Description
Hello,
I used the gpu configuration
oneAPI is installed correctly
I am in a python virtual environment ai_tr
I have this issue with Pytorch, the two import are on the top of the file :
import torch
import intel_extension_for_pytorch as ipex
I runned: source ${ONEAPI_ROOT}/setvars.s
with output :
(ai_tr) axel@Artishima:~/ai_tr/cod$ source ${ONEAPI_ROOT}/setvars.sh
:: WARNING: setvars.sh has already been run. Skipping re-execution.
To force a re-execution of setvars.sh, use the '--force' option.
Using '--force' can result in excessive use of your environment variables.
usage: source setvars.sh [--force] [--config=file] [--help] [...]
--force Force setvars.sh to re-run, doing so may overload environment.
--config=file Customize env vars using a setvars.sh configuration file.
--help Display this help message and exit.
... Additional args are passed to individual env/vars.sh scripts
and should follow this script's arguments.
Some POSIX shells do not accept command-line options. In that case, you can pass
command-line options via the SETVARS_ARGS environment variable.
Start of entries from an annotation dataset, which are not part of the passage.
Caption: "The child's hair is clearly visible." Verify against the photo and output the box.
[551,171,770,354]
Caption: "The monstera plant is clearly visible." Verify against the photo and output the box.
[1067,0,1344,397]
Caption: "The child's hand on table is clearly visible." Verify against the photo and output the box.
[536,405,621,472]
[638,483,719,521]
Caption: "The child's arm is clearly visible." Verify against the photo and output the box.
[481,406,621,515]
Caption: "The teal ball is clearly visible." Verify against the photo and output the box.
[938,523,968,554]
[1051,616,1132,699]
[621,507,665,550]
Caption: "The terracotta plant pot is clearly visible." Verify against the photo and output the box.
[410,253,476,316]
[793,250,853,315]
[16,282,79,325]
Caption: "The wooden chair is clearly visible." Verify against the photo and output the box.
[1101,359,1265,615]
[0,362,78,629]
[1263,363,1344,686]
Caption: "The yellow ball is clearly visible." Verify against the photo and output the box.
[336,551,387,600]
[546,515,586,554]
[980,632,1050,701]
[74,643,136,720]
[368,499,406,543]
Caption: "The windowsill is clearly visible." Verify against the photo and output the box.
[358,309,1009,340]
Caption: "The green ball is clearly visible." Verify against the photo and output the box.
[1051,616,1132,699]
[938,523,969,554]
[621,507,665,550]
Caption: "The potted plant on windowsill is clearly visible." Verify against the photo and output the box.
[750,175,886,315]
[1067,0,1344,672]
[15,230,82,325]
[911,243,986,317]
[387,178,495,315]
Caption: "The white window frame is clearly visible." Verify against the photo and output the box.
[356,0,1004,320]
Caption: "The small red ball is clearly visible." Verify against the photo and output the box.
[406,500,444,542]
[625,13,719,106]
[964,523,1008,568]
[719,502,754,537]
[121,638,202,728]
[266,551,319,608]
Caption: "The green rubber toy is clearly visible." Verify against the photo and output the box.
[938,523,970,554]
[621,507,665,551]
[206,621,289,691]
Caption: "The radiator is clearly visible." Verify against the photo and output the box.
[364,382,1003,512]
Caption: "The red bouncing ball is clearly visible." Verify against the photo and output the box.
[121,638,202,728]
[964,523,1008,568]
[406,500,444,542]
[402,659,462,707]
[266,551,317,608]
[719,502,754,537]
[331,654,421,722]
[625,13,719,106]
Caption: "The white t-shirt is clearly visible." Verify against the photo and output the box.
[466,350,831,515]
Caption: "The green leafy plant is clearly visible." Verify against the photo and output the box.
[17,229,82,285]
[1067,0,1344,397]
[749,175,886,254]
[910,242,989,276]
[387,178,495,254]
For example:
$ SETVARS_ARGS="ia32 --config=config.txt" ; export SETVARS_ARGS
$ . path/to/setvars.sh
The SETVARS_ARGS environment variable is cleared on exiting setvars.sh.
With --force :
(ai_tr) axel@Artishima:~/ai_tr/cod$ source ${ONEAPI_ROOT}/setvars.sh --force
:: initializing oneAPI environment ...
-bash: BASH_VERSION = 5.1.16(1)-release
args: Using "$@" for setvars.sh arguments: --force
:: advisor -- latest
:: ccl -- latest
:: compiler -- latest
:: dal -- latest
:: debugger -- latest
:: dev-utilities -- latest
:: dnnl -- latest
:: dpcpp-ct -- latest
:: dpl -- latest
:: ipp -- latest
:: ippcp -- latest
:: mkl -- latest
:: mpi -- latest
:: tbb -- latest
:: vpl -- latest
:: vtune -- latest
:: oneAPI environment initialized ::
But this error keep appearing whenether I try to run my training python file:
xpu /home/axel/ai_tr/lib/python3.10/site-packages/intel_extension_for_pytorch/xpu/lazy_init.py:73: UserWarning: DPCPP Device count is zero! (Triggered internally at /build/intel-pytorch-extension/csrc/gpu/runtime/Device.cpp:120.) _C._initExtension() /home/axel/ai_tr/lib/python3.10/site-packages/torch/nn/modules/module.py:985: UserWarning: dpcppSetDevice: device_id is out of range (Triggered internally at /build/intel-pytorch-extension/csrc/gpu/runtime/Device.cpp:159.) return t.to(device, dtype if t.is_floating_point() or t.is_complex() else None, non_blocking) Traceback (most recent call last): File "/home/axel/ai_tr/cod/train.py", line 190, in <module> m = model.to(device) File "/home/axel/ai_tr/lib/python3.10/site-packages/torch/nn/modules/module.py", line 987, in to return self._apply(convert) File "/home/axel/ai_tr/lib/python3.10/site-packages/torch/nn/modules/module.py", line 639, in _apply module._apply(fn) File "/home/axel/ai_tr/lib/python3.10/site-packages/torch/nn/modules/module.py", line 662, in _apply param_applied = fn(param) File "/home/axel/ai_tr/lib/python3.10/site-packages/torch/nn/modules/module.py", line 985, in convert return t.to(device, dtype if t.is_floating_point() or t.is_complex() else None, non_blocking) RuntimeError: Number of dpcpp devices should be greater than zero!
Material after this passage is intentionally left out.